About 75,000 able-bodied Alabamians with incomes of just a few hundred dollars a month receive Medicaid, the agency said earlier this year. Most of the recipients are caregivers to young children or others who receive health care through Medicaid because their family income is at or below 18 percent of the federal poverty level. For a family of four it’s $377 a month or less.
The number of able-bodied adults on Medicaid in Alabama has more than doubled in the past five years, according to the agency.
In its waiver request to the federal Centers for Medicare and Medicaid Services, the Alabama agency said it will assist able-bodied recipients to “improve their health outcomes and improve their economic stability, which will assist the state in having healthier citizens.” It also said the change would make Medicaid more sustainable.

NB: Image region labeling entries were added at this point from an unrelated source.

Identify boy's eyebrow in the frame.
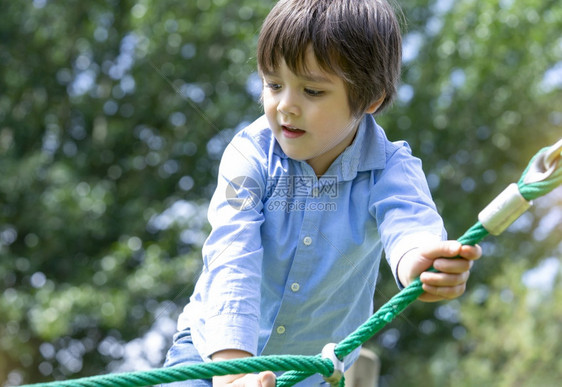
[262,71,333,83]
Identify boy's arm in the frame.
[211,349,276,387]
[397,241,482,302]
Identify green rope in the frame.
[25,355,334,387]
[21,144,562,387]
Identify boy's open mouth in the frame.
[281,125,304,133]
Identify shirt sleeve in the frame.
[198,134,266,358]
[370,142,447,287]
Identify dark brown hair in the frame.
[257,0,402,116]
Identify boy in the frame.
[166,0,481,386]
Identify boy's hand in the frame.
[211,349,276,387]
[398,241,482,302]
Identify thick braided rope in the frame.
[23,148,562,387]
[278,147,562,386]
[26,355,334,387]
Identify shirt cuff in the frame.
[201,314,259,360]
[390,232,445,289]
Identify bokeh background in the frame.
[0,0,562,386]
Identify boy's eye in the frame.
[265,82,281,91]
[304,88,324,97]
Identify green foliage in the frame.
[0,0,562,386]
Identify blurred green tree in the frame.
[0,0,562,386]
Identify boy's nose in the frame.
[277,91,300,115]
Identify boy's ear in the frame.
[365,93,386,114]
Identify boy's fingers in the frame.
[433,258,474,274]
[420,271,470,288]
[420,241,462,259]
[460,245,482,260]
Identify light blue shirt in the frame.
[178,115,446,362]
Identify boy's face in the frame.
[262,49,360,175]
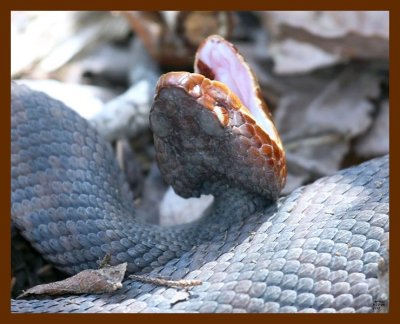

The request was resubmitted this fall and is still pending.
Opponents say the proposal puts poor adults in a Catch-22, forced into jobs that pay enough to disqualify them for Medicaid but not enough for them to purchase health care coverage.
In response, Medicaid extended its transitional coverage to 18 months.
The proposed work requirements mirror those of the federal Temporary Assistance for Needy Families program. It requires that individuals participate in 35 hours a week of employment-related activities, except for parents and caretaker relatives with a child under age 6 years, who must participate in 20 hours per week.
Employment, on-the-job training, job searches, high school, GED or higher education classes, community services and technical training all count toward the proposed requirement.
The proposal also includes a list of possible reasons one could be exempt from the requirement, including medical conditions or age, receiving treatment for drug or alcohol addiction, being a single parent of a child 12 months or younger or being a single parent of a child 6 or younger for whom childcare is not available.
It’s unclear how many people may be exempt.
Orr, the state senator, is a proponent of the work requirement.
“The main goal is to get the individual up and out and functioning to the point where they won’t need to rely on Medicaid over time because they got their addiction whipped, got a job, etcetera,” Orr said. “Many people in the workforce currently pay large percentages of their paycheck for health care, so why should we reward able-bodied individuals with free health care but not require anything from them to begin the pathway to self dependence?”
Even if Alabama gets federal approval on its request, Orr said he’ll sponsor legislation next year to make the work requirement law.
What the Centers for Medicare and Medicaid Services gives in President Donald Trump’s administration, it could take away in another administration, Orr said.